Biopharmaceutical company Mogrify and Astellas Pharma have initiated a collaborative research agreement on in vivo regenerative medicine approaches to address sensorineural hearing loss.
Utilizing Mogrify’s proprietary direct cellular reprogramming platform, the collaboration will seek to identify novel combinations of transcription factors involved in cell differentiation to generate new cochlear hair cells. As part of the collaboration, Astellas Gene Therapies, a division of Astellas, is covering the research cost of the work as well as contributing its expertise in adeno-associated virus (AAV) based genetic medicine and translational capabilities to complete experiments in pre-clinical models. Mogrify will exploit its bioinformatic platform, screening and validation process to characterize potential therapeutic factors.
An estimated 1.57 billion people globally suffer from hearing loss, and US data suggests that over 10% have severe to profound sensorineural hearing loss in at least one ear. This degree of hearing loss significantly reduces quality of life and, with no drug treatments currently available, represents a large unmet need.

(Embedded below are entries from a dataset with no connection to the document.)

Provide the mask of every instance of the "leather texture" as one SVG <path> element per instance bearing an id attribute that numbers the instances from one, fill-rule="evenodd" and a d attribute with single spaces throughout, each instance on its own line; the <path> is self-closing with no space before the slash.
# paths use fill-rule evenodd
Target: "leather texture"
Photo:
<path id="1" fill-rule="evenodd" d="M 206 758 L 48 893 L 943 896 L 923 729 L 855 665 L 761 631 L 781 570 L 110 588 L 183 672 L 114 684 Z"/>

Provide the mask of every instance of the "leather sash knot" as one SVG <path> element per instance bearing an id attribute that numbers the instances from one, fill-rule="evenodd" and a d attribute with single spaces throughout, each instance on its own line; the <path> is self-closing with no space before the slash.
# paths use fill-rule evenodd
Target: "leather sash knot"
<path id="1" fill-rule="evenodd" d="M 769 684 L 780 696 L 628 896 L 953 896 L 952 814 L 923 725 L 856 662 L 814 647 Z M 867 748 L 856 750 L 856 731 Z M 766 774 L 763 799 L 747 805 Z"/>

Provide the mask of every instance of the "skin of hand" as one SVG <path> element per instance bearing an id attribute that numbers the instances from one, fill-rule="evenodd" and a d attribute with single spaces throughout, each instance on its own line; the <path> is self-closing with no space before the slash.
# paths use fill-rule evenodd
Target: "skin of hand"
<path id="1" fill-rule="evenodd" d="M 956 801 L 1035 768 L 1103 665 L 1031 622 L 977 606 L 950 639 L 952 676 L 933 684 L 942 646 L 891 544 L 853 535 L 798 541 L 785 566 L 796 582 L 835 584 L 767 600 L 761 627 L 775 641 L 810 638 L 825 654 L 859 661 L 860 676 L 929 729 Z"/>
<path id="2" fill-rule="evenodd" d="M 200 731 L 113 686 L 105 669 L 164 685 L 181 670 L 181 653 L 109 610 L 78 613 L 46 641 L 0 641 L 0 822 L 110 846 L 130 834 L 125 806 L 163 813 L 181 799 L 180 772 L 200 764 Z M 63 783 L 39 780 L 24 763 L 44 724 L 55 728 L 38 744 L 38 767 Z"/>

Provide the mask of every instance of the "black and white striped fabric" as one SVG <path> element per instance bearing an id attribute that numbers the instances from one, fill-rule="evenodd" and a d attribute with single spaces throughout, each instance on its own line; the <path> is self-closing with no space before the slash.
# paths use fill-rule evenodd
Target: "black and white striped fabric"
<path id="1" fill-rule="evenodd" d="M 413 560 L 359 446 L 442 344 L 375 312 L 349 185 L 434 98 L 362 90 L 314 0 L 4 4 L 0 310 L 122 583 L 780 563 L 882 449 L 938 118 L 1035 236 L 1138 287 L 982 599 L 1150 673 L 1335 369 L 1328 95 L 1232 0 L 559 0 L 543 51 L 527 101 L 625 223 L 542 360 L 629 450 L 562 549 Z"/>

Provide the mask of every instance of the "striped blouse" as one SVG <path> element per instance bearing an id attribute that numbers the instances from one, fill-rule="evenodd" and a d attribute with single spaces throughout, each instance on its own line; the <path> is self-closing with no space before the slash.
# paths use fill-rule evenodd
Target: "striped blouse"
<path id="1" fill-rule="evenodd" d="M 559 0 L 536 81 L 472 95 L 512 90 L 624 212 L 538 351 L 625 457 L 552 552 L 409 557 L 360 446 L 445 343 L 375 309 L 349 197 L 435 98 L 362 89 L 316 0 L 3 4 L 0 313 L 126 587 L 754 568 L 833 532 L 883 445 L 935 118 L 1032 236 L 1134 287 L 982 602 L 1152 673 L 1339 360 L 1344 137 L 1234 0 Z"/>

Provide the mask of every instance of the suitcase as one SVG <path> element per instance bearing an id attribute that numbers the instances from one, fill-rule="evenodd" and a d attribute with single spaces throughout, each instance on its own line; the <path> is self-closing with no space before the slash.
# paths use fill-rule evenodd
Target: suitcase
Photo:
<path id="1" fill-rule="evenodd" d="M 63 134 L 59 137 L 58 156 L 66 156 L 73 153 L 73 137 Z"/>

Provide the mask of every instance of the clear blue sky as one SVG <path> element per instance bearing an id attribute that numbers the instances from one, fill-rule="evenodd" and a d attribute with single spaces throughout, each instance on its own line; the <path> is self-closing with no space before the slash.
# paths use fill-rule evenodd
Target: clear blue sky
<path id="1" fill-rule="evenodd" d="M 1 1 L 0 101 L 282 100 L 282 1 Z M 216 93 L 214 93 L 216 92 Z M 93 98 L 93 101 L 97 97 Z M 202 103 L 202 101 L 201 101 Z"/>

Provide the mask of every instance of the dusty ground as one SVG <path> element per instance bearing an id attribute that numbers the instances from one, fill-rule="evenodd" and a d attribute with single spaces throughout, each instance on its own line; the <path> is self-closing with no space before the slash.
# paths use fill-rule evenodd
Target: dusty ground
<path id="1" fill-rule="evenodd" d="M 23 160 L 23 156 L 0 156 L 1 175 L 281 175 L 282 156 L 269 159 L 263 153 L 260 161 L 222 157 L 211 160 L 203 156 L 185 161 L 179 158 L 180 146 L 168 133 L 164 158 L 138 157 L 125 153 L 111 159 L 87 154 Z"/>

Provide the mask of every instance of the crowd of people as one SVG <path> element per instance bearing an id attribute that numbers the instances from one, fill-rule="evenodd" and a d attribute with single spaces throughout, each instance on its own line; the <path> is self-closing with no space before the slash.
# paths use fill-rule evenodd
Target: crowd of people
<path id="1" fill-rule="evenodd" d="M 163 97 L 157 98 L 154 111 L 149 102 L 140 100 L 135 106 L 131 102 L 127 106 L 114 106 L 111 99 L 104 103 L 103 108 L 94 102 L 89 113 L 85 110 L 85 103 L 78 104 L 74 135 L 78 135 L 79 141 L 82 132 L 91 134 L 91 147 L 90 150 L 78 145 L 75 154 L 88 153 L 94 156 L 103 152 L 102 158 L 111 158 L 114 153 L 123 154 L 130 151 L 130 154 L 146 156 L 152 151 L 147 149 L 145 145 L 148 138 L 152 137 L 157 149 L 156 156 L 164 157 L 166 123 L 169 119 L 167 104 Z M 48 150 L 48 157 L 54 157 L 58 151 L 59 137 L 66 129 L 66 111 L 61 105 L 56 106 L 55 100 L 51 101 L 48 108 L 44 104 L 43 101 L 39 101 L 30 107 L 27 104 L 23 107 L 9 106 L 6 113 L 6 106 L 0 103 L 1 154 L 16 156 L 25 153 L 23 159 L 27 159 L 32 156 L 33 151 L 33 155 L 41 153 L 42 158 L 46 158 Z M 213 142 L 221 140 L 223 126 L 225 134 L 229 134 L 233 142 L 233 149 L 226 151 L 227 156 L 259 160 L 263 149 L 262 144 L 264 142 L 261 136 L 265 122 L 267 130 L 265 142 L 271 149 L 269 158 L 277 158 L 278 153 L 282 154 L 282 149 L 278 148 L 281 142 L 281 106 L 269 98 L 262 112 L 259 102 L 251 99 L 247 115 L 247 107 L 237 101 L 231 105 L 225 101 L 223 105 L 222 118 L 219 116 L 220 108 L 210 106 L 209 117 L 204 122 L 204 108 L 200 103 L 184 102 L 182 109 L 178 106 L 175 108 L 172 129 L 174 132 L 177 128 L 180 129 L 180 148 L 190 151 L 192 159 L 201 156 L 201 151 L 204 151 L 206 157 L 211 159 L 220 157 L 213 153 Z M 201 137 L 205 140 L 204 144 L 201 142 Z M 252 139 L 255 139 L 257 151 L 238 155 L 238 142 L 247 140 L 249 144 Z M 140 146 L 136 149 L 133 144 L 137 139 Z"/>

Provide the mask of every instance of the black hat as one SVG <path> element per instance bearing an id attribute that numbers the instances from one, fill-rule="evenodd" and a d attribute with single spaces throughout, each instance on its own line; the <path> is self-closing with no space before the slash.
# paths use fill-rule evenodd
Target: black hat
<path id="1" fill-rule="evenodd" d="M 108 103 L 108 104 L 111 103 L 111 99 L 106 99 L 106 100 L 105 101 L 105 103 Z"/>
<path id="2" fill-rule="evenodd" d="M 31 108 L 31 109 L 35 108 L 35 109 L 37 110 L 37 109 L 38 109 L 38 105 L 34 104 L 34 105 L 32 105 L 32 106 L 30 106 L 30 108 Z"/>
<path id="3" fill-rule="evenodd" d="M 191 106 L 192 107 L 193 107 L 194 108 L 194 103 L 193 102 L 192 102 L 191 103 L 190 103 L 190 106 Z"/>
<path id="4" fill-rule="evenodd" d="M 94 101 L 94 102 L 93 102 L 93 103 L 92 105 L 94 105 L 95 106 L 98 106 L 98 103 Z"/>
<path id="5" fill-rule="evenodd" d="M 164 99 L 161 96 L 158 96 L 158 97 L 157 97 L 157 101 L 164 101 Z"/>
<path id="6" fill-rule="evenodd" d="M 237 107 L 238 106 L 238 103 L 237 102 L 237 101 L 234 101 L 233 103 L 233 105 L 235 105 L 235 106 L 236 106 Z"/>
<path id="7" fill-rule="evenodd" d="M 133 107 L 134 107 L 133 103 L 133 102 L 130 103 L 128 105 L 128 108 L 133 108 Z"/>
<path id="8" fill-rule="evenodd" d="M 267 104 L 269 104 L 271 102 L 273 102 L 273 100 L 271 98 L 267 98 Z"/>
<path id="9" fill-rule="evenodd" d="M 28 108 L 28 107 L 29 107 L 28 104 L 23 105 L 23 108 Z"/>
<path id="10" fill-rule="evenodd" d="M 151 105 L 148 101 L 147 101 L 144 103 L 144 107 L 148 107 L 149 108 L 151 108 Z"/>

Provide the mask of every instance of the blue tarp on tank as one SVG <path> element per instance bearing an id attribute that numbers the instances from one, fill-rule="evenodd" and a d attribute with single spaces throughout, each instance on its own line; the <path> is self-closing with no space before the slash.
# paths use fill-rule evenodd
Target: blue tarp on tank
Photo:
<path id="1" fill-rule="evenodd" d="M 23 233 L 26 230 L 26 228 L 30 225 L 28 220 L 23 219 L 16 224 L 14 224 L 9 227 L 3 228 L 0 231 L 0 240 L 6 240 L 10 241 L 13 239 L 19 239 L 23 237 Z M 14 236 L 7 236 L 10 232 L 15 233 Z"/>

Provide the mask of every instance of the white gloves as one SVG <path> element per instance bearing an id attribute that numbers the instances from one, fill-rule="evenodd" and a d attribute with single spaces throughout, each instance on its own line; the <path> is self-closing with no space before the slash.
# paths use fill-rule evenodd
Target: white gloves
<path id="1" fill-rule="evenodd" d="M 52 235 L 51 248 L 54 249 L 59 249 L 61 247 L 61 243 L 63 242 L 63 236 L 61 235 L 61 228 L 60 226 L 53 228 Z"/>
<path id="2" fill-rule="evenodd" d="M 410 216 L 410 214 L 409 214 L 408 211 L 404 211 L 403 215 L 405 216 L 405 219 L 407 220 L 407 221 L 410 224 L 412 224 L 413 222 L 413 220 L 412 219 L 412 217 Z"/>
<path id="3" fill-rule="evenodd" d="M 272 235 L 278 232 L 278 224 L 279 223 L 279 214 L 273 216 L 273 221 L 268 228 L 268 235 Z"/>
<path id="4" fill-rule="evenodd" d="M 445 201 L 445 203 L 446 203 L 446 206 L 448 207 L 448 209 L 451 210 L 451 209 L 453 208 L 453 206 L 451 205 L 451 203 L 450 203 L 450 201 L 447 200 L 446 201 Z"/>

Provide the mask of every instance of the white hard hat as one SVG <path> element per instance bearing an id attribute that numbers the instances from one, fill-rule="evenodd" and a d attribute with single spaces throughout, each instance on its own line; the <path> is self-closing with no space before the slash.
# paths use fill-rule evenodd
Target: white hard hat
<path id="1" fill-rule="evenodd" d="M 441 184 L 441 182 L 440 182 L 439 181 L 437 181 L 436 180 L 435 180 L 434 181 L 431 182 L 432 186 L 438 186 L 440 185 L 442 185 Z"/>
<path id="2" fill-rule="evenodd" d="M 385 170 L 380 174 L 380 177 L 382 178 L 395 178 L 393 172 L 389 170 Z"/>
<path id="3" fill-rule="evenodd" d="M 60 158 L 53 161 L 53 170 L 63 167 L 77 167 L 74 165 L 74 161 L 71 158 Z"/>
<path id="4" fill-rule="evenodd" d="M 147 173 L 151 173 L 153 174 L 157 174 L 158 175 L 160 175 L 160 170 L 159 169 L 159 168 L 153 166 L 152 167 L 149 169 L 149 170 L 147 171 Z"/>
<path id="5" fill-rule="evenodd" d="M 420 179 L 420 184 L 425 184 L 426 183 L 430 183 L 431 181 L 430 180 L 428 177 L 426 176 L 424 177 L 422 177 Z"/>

Dr Louise Modis, CSO, Mogrify, said: “Mogrify’s human regulatory network-centric approach is well placed to identify superior factor combinations, therefore increasing the efficiency of direct conversion toward the target cell type in the ear. Combined with Astellas’ capabilities for gene therapy and research of sensorineural, this provides a clear path for the development of a novel in vivo reprogramming therapy for sensorineural hearing loss.”